Profiling
Overview
Teaching: 5 min
Exercises: 10 minQuestions
Basic profiling to identify the most computationally expensive parts of the code
Objectives
Profile the code with the use of GNU gprof tool
Identify the candidates for GPU optimisation
Profiling
Where to start?
This episode starts in 2_profiling/ directory. Decide if you want to work on OpenACC, OpenMP or both and follow the instructions below.
In this section we will use the GNU Gprof performance analysis tool to profile our Laplace code.
First, the code needs to be compiled with -pg and -g options.
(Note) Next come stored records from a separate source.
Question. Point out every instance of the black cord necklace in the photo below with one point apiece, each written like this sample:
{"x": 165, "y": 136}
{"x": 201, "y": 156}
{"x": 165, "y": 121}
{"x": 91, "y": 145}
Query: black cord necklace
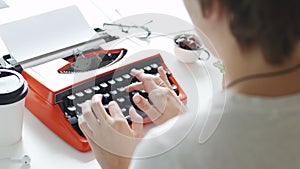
{"x": 263, "y": 75}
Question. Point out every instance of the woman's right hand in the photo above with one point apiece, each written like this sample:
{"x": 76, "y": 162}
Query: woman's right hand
{"x": 165, "y": 103}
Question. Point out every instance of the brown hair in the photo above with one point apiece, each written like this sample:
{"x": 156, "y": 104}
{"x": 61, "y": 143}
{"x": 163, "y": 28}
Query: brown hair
{"x": 273, "y": 25}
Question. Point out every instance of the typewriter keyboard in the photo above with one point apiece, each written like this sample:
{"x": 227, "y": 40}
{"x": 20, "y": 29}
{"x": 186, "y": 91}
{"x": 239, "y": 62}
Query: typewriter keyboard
{"x": 111, "y": 86}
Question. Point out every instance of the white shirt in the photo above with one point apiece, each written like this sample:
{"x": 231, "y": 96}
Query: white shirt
{"x": 238, "y": 132}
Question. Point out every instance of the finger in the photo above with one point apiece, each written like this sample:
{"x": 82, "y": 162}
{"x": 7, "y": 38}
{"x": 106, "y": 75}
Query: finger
{"x": 146, "y": 79}
{"x": 135, "y": 86}
{"x": 163, "y": 76}
{"x": 159, "y": 98}
{"x": 85, "y": 128}
{"x": 137, "y": 122}
{"x": 88, "y": 114}
{"x": 98, "y": 108}
{"x": 114, "y": 110}
{"x": 146, "y": 107}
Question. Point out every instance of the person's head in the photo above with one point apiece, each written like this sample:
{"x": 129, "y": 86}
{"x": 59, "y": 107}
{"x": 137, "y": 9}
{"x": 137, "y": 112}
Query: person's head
{"x": 271, "y": 26}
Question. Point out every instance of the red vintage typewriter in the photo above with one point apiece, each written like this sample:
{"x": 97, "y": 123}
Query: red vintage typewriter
{"x": 58, "y": 88}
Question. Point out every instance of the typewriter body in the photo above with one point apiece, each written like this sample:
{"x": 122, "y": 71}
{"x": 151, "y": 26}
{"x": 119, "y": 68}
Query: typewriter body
{"x": 58, "y": 88}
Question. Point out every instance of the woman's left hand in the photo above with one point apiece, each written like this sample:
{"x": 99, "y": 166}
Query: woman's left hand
{"x": 110, "y": 136}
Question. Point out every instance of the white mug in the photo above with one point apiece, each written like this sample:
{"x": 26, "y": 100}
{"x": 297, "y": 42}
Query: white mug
{"x": 13, "y": 89}
{"x": 188, "y": 55}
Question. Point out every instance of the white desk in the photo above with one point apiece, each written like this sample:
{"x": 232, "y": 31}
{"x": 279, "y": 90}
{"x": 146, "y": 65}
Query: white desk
{"x": 48, "y": 151}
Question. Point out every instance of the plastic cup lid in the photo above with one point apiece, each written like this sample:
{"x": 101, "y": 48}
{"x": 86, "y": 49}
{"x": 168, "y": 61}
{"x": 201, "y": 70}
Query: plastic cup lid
{"x": 13, "y": 87}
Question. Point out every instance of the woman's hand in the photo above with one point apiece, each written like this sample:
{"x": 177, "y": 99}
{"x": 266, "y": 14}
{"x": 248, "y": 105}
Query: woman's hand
{"x": 110, "y": 137}
{"x": 165, "y": 103}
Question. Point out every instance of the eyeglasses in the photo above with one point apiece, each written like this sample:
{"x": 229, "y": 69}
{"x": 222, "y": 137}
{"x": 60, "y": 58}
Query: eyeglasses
{"x": 127, "y": 29}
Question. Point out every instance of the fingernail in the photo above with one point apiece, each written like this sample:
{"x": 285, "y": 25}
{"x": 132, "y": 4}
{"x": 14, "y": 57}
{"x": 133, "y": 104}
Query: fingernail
{"x": 137, "y": 99}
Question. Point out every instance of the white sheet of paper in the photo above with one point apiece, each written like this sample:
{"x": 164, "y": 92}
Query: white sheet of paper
{"x": 44, "y": 33}
{"x": 3, "y": 4}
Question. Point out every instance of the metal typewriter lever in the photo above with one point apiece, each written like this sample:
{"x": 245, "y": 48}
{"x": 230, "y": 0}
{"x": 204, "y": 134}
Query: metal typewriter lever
{"x": 92, "y": 59}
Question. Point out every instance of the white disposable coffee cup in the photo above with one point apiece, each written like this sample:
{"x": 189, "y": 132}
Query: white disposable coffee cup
{"x": 13, "y": 89}
{"x": 190, "y": 56}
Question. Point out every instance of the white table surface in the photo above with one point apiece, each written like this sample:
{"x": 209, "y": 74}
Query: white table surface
{"x": 47, "y": 150}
This will enable the generation of line-by-line profiling information for gprof.
bash-4.2$ make -f makefile.gprof
gcc -pg -g -c -o laplace.o laplace.c
gcc -pg -g -o laplace laplace.o
Next, we will execute the Laplace code as usual.
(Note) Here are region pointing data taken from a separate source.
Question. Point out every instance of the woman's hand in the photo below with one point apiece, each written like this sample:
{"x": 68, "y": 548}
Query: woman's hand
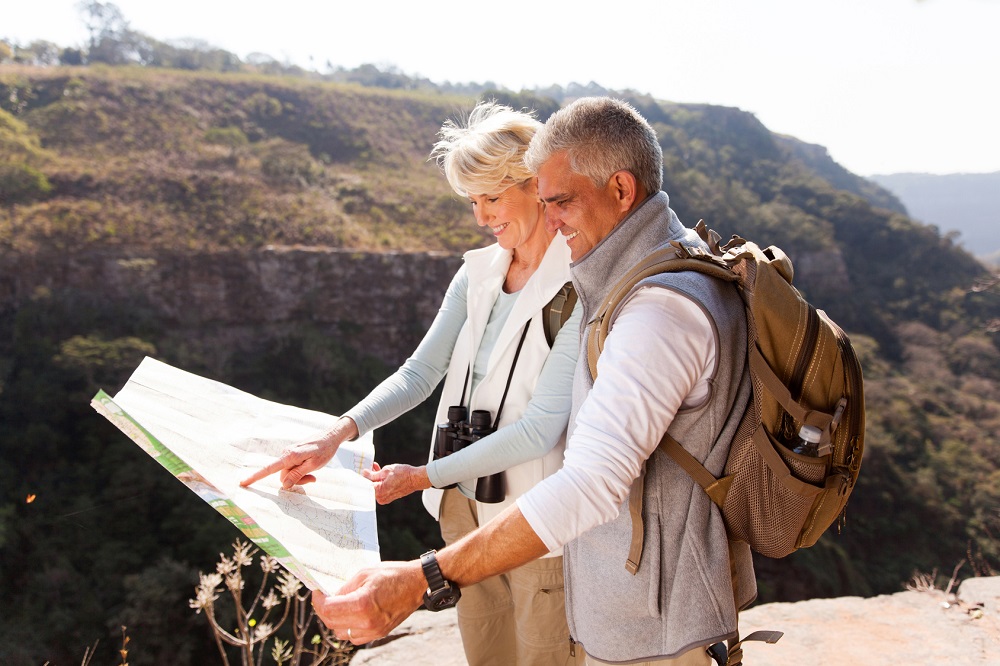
{"x": 297, "y": 463}
{"x": 395, "y": 481}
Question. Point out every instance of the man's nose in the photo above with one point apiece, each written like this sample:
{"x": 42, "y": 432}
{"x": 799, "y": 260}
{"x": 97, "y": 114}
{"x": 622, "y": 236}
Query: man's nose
{"x": 552, "y": 221}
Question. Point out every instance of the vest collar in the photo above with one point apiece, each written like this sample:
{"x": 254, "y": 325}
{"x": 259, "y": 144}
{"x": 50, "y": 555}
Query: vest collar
{"x": 649, "y": 226}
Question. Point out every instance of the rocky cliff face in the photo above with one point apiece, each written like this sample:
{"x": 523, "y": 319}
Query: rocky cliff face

bash-4.2$ srun -n 1 -u ./laplace 4000
Iteration 100, dt 0.457795
Iteration 200, dt 0.228820
Iteration 300, dt 0.152270
Iteration 400, dt 0.113999
Iteration 500, dt 0.091070
Iteration 600, dt 0.075823
Iteration 700, dt 0.064934
Iteration 800, dt 0.056746
Iteration 900, dt 0.050404
Iteration 1000, dt 0.045315
Iteration 1100, dt 0.041167
Iteration 1200, dt 0.037703
Iteration 1300, dt 0.034773
Iteration 1400, dt 0.032264
Iteration 1500, dt 0.030094
Iteration 1600, dt 0.028195
Iteration 1700, dt 0.026518
Iteration 1800, dt 0.025028
Iteration 1900, dt 0.023695
Iteration 2000, dt 0.022496
Iteration 2100, dt 0.021412
Iteration 2200, dt 0.020426
Total time was 84.610613 seconds.
After completing the task, the gmon.out file containing profiling information will be generated in the working directory.
Now, we can use the gprof profiler to generate the profiling report.
bash-4.2$ gprof -lbp laplace gmon.out
The set of options used above (-lbp) will generate only line by line profiling information with no call graph analysis.
Flat profile:
Each sample counts as 0.01 seconds.
% cumulative self self total
time seconds seconds calls Ts/call Ts/call name
23.77 15.27 15.27 main (laplace.c:55 @ 40089e)
18.85 27.38 12.11 main (laplace.c:46 @ 4007a1)
14.79 36.88 9.50 main (laplace.c:56 @ 400949)
13.84 45.76 8.89 main (laplace.c:46 @ 400831)
10.55 52.54 6.77 main (laplace.c:47 @ 4007e7)
8.21 57.81 5.28 main (laplace.c:47 @ 40080c)
5.22 61.16 3.35 main (laplace.c:45 @ 40085b)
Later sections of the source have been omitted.